Deep reinforcement learning works a lot like a child learning a skill: practice makes perfect. For an autonomous agent like a robot, though, its environment has to be reset to its original state between attempts—a chore that can take hours as humans scurry around replacing objects, for example.

A new arXiv paper by researchers with Google Brain, the University of Cambridge, the Max Planck Institute for Intelligent Systems, and UC Berkeley details a method that can teach an agent to reset the environment for the next attempt, as well as stop it from performing actions that would be irreversible. 

Their advance was to give agents a “forward” and “reset” policy that work together. While the forward policy is tasked with learning a skill, hitting reset forces an agent to learn how to “leave no trace,” effectively rewinding an action. Actions that the robot thinks would be irreversible are aborted as soon as possible.

The researchers write that they sought to give their agents “intuition” to classify anything that is reversible as safe, since it’s possible to go back to the original state. Through trial and error, the agent discovers that more and more actions are reversible, allowing it to explore safely.
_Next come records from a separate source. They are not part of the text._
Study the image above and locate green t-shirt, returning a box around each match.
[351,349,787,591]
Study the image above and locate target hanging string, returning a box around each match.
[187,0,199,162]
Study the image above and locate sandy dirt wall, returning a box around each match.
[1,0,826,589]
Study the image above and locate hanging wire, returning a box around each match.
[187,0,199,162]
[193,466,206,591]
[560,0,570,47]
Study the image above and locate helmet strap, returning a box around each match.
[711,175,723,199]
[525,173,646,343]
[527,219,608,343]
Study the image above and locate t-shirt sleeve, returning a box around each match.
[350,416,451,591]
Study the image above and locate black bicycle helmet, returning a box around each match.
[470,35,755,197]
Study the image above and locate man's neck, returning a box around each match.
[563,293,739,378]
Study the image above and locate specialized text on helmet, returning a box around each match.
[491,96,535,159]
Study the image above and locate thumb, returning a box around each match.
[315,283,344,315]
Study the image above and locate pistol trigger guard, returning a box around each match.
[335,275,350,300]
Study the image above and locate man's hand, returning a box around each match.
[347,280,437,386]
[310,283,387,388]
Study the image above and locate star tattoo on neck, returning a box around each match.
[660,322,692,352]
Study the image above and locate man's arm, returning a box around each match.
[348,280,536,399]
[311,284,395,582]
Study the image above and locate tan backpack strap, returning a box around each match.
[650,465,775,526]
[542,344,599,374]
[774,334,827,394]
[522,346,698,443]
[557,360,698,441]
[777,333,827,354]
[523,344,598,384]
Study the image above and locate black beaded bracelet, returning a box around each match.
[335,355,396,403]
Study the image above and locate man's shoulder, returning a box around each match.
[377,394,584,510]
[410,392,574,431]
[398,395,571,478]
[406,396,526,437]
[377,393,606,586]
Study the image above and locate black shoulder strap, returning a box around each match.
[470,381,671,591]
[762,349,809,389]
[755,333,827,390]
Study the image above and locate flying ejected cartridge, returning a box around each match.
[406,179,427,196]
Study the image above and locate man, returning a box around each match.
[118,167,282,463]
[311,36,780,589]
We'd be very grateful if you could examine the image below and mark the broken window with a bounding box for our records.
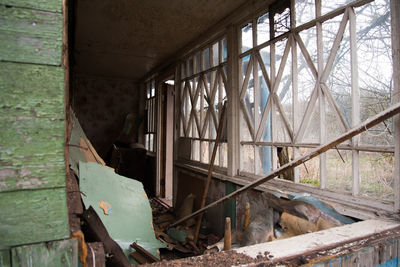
[237,0,394,201]
[178,37,228,168]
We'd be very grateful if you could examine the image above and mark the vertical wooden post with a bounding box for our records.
[349,7,360,196]
[224,217,232,251]
[227,25,240,177]
[243,202,251,232]
[390,0,400,211]
[316,0,327,189]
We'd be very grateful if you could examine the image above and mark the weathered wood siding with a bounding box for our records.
[0,0,69,262]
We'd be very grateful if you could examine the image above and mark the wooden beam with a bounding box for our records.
[349,6,361,196]
[391,0,400,211]
[170,102,400,227]
[193,101,227,244]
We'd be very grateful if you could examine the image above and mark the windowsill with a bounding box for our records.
[174,160,398,221]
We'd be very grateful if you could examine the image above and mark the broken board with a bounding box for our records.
[68,113,106,175]
[79,162,165,264]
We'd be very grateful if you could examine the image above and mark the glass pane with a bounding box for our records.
[240,111,252,142]
[240,145,255,173]
[212,42,219,67]
[188,57,194,76]
[195,52,201,73]
[241,22,253,53]
[203,47,210,70]
[201,141,209,164]
[222,38,228,62]
[257,13,270,45]
[192,140,200,161]
[322,14,343,66]
[298,147,320,187]
[256,146,272,175]
[181,63,186,79]
[260,46,271,77]
[360,152,394,200]
[302,99,320,144]
[276,46,293,129]
[295,0,315,26]
[326,149,352,192]
[356,0,393,146]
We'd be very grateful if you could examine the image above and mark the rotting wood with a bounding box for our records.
[171,102,400,227]
[244,202,250,232]
[193,101,227,244]
[11,239,78,267]
[224,217,232,251]
[130,242,159,263]
[82,206,130,267]
[0,188,69,247]
[86,242,105,267]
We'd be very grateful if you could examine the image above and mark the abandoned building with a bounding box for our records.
[1,0,400,265]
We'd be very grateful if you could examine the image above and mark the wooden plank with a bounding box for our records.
[11,239,78,267]
[227,25,240,177]
[0,188,69,247]
[0,117,65,192]
[82,206,130,267]
[0,62,64,118]
[0,0,62,13]
[0,250,10,267]
[349,7,361,196]
[0,5,63,65]
[390,0,400,212]
[170,102,400,226]
[234,220,399,262]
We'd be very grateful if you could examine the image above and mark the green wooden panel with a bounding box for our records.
[0,188,69,248]
[11,239,78,267]
[0,0,62,13]
[0,62,64,118]
[0,117,65,192]
[0,5,62,65]
[0,250,11,267]
[225,181,237,229]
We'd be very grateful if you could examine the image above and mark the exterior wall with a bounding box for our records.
[72,74,140,158]
[0,0,74,265]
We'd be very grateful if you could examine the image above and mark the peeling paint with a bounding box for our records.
[16,177,48,189]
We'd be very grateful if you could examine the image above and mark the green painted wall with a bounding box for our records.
[0,0,69,263]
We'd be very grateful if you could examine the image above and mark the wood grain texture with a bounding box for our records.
[0,62,64,118]
[0,5,62,65]
[0,188,69,247]
[0,117,65,192]
[11,239,78,267]
[0,250,11,267]
[0,0,62,13]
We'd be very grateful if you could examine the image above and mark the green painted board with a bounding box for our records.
[0,62,64,118]
[0,250,11,267]
[79,162,166,263]
[0,188,69,248]
[0,117,65,192]
[0,5,62,65]
[0,0,62,13]
[225,181,236,229]
[11,239,78,267]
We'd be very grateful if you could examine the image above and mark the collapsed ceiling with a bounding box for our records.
[73,0,248,80]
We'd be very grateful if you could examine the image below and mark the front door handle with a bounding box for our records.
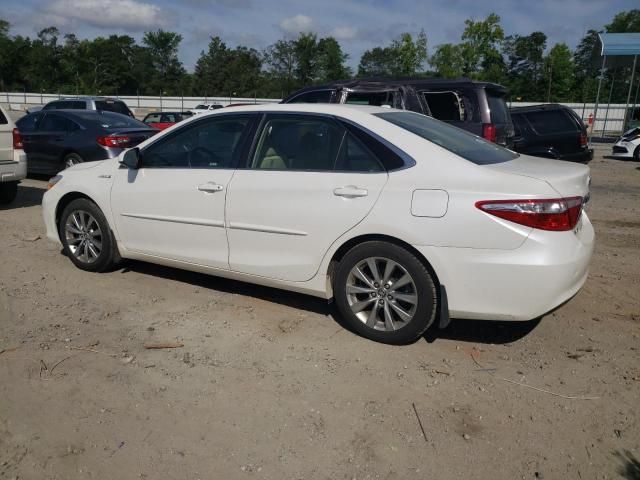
[197,182,224,193]
[333,186,368,198]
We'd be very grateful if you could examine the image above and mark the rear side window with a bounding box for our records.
[95,100,131,116]
[252,115,344,171]
[486,93,509,124]
[345,91,401,108]
[288,90,334,104]
[43,101,62,110]
[0,110,7,124]
[423,91,465,122]
[376,111,518,165]
[39,114,79,132]
[525,110,578,135]
[511,114,525,136]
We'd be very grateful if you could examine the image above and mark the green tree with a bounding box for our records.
[429,43,464,78]
[142,29,186,95]
[606,9,640,33]
[391,30,428,75]
[264,39,297,95]
[572,29,600,102]
[357,47,396,77]
[460,13,504,78]
[544,43,574,102]
[317,37,350,82]
[503,32,547,100]
[294,33,319,85]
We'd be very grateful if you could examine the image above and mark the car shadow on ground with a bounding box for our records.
[615,450,640,480]
[121,260,541,346]
[424,317,541,345]
[0,184,45,210]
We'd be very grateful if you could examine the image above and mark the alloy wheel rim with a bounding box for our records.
[65,156,80,168]
[64,210,103,264]
[345,256,418,332]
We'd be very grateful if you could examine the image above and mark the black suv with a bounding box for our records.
[282,78,514,147]
[510,104,592,163]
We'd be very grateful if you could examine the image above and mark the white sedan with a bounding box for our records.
[42,104,594,344]
[611,127,640,160]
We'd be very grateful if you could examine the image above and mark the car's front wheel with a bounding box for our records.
[59,198,117,272]
[334,241,438,344]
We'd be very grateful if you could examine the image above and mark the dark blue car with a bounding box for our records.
[16,110,157,174]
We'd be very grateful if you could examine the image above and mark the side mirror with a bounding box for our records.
[120,148,141,169]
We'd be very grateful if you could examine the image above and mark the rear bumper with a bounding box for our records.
[414,213,595,321]
[0,151,27,182]
[560,149,593,163]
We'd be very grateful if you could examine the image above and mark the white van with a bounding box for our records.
[0,106,27,204]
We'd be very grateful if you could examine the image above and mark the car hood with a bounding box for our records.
[485,155,590,198]
[66,160,106,172]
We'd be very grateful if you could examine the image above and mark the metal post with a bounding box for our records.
[160,90,162,110]
[622,55,638,133]
[601,71,615,137]
[589,55,606,144]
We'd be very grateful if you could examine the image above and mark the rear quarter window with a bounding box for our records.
[525,110,579,135]
[16,114,40,132]
[486,93,509,124]
[375,111,518,165]
[0,110,7,124]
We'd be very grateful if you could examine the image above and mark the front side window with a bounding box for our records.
[376,111,517,165]
[251,115,344,171]
[288,90,334,104]
[143,115,250,168]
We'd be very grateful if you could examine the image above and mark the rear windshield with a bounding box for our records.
[375,111,518,165]
[75,111,147,129]
[486,92,509,124]
[95,100,131,116]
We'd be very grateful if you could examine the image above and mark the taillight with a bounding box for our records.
[12,128,23,149]
[482,123,497,143]
[580,133,587,147]
[97,135,131,147]
[476,197,583,231]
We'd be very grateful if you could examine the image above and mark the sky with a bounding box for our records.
[2,0,637,70]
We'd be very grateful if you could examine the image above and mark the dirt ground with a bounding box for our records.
[1,145,639,480]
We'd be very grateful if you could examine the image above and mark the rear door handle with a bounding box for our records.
[333,186,368,198]
[198,182,224,193]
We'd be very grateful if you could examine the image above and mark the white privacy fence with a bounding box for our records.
[0,92,633,136]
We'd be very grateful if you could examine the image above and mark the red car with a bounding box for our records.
[142,111,191,130]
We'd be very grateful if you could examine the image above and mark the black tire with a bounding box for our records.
[63,152,84,169]
[0,181,18,205]
[59,198,117,272]
[333,241,438,345]
[634,145,640,162]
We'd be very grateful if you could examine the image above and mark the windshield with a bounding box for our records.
[194,105,207,109]
[95,100,131,116]
[375,111,517,165]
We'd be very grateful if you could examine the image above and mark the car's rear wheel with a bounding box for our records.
[59,198,117,272]
[334,241,438,344]
[0,181,18,204]
[63,153,84,169]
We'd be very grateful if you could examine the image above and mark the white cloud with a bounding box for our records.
[279,14,314,35]
[44,0,170,31]
[330,26,357,40]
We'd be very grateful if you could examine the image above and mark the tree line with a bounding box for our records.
[0,9,638,102]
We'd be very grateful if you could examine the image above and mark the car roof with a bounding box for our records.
[55,96,125,101]
[510,103,570,113]
[285,77,506,98]
[193,103,393,117]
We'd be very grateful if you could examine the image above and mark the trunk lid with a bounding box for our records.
[106,128,158,147]
[485,154,590,198]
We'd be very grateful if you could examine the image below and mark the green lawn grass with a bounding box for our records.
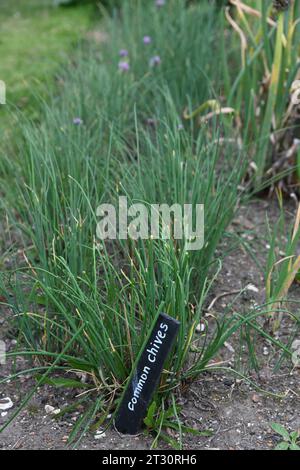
[0,0,93,136]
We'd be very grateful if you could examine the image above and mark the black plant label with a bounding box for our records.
[115,313,180,435]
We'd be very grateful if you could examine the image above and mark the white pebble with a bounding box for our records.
[45,405,60,415]
[195,323,205,333]
[0,397,13,411]
[94,430,106,440]
[45,405,55,414]
[246,284,259,293]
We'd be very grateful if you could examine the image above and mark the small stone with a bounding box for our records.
[45,405,60,415]
[195,323,205,333]
[0,397,13,411]
[246,284,259,293]
[224,378,234,387]
[224,341,235,353]
[45,405,55,414]
[252,393,260,403]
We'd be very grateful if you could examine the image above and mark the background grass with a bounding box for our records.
[0,0,93,137]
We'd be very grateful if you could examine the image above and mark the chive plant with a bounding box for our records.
[224,0,300,187]
[265,193,300,331]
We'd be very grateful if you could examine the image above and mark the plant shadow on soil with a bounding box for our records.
[0,199,299,450]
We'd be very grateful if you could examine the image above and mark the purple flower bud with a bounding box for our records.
[149,55,161,67]
[143,36,152,45]
[155,0,165,7]
[73,117,83,125]
[119,49,129,57]
[177,123,184,131]
[118,61,130,72]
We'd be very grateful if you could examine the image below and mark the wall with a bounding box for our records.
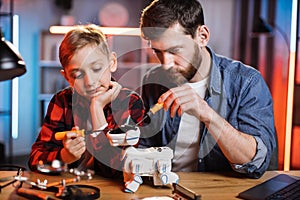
[201,0,234,57]
[0,0,234,157]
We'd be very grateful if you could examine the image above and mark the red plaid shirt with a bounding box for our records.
[28,87,144,178]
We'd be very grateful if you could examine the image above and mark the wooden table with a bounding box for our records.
[0,170,299,199]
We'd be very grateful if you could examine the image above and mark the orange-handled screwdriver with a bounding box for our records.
[55,129,103,140]
[55,130,85,140]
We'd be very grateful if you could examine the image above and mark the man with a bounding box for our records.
[139,0,276,178]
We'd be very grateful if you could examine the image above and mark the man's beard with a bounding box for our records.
[165,44,201,86]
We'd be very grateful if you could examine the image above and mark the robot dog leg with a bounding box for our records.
[153,159,179,186]
[122,146,179,193]
[106,126,179,193]
[123,159,144,193]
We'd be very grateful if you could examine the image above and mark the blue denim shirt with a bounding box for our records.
[139,47,276,178]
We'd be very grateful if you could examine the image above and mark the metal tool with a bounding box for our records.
[135,102,164,126]
[55,129,106,140]
[172,183,201,200]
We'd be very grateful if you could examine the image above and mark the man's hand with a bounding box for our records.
[60,126,86,164]
[159,85,257,165]
[158,84,212,124]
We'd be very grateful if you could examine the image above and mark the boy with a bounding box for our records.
[28,24,145,178]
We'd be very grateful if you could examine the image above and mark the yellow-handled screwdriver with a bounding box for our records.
[135,102,164,126]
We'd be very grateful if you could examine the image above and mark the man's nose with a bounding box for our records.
[160,52,174,70]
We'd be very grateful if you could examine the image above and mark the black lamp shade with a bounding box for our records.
[0,34,26,81]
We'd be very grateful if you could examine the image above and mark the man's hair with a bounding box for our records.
[59,24,110,69]
[140,0,205,40]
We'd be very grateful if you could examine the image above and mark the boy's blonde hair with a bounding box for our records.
[59,24,110,69]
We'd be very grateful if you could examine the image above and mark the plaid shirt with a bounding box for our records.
[28,87,144,178]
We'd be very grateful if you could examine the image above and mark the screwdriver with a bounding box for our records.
[135,102,164,126]
[54,102,164,140]
[55,129,105,140]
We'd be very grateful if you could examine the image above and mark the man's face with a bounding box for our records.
[62,44,113,100]
[149,24,202,85]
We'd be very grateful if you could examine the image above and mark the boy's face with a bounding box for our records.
[61,44,117,100]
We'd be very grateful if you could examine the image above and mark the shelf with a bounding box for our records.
[39,60,61,68]
[0,110,10,116]
[39,60,152,69]
[0,12,12,17]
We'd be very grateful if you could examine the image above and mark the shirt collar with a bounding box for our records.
[206,46,222,95]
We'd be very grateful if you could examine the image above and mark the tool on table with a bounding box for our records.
[0,167,25,192]
[172,183,201,200]
[17,188,61,200]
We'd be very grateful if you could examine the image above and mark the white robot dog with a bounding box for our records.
[107,125,179,193]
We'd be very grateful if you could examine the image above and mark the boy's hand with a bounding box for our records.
[89,82,121,135]
[90,81,122,109]
[60,126,86,164]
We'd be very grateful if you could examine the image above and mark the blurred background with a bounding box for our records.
[0,0,299,171]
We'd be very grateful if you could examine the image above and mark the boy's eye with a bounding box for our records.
[93,68,103,73]
[71,72,84,79]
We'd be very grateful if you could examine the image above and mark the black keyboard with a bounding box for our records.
[266,179,300,200]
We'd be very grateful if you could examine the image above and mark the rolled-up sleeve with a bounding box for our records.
[231,136,267,174]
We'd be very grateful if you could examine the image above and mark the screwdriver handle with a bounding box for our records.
[55,129,85,140]
[149,102,164,114]
[135,103,164,126]
[17,188,57,200]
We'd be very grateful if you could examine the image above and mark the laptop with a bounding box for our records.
[238,173,300,200]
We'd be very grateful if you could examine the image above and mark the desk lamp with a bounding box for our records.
[0,28,26,81]
[0,27,26,163]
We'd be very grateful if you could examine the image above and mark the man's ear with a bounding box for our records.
[195,25,210,46]
[109,52,118,73]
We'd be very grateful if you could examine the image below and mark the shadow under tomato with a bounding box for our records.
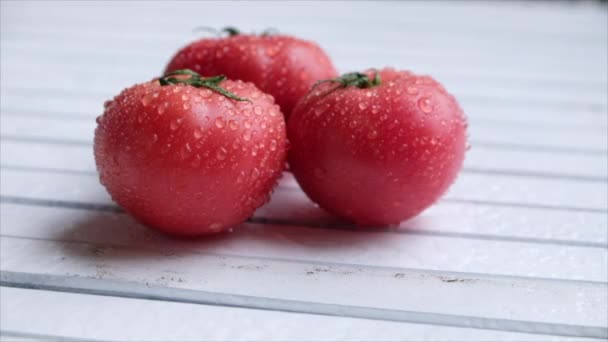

Deep reinforcement learning is often done in simulation, and especially when real-world environments will be less forgiving of errors, like an autonomous car driving over a cliff. Even for safer situations, waiting for manual resets can become a bottleneck for data collection. For this reason, the team’s work was confined to virtual environments. Eventually, however, real-world testing has to be done, and this research could make it faster and safer.

As Jack Clark points out in his Import AI newsletter, this paper echoes the work outlined in another paper (PDF) from Facebook AI Research last month, in which a single agent has two separate modes, nicknamed Alice and Bob, one of which tries to reverse the task the other has attempted to complete. This type of work to make AI able to plan ahead could save it (and us) from disastrous mistakes in the future.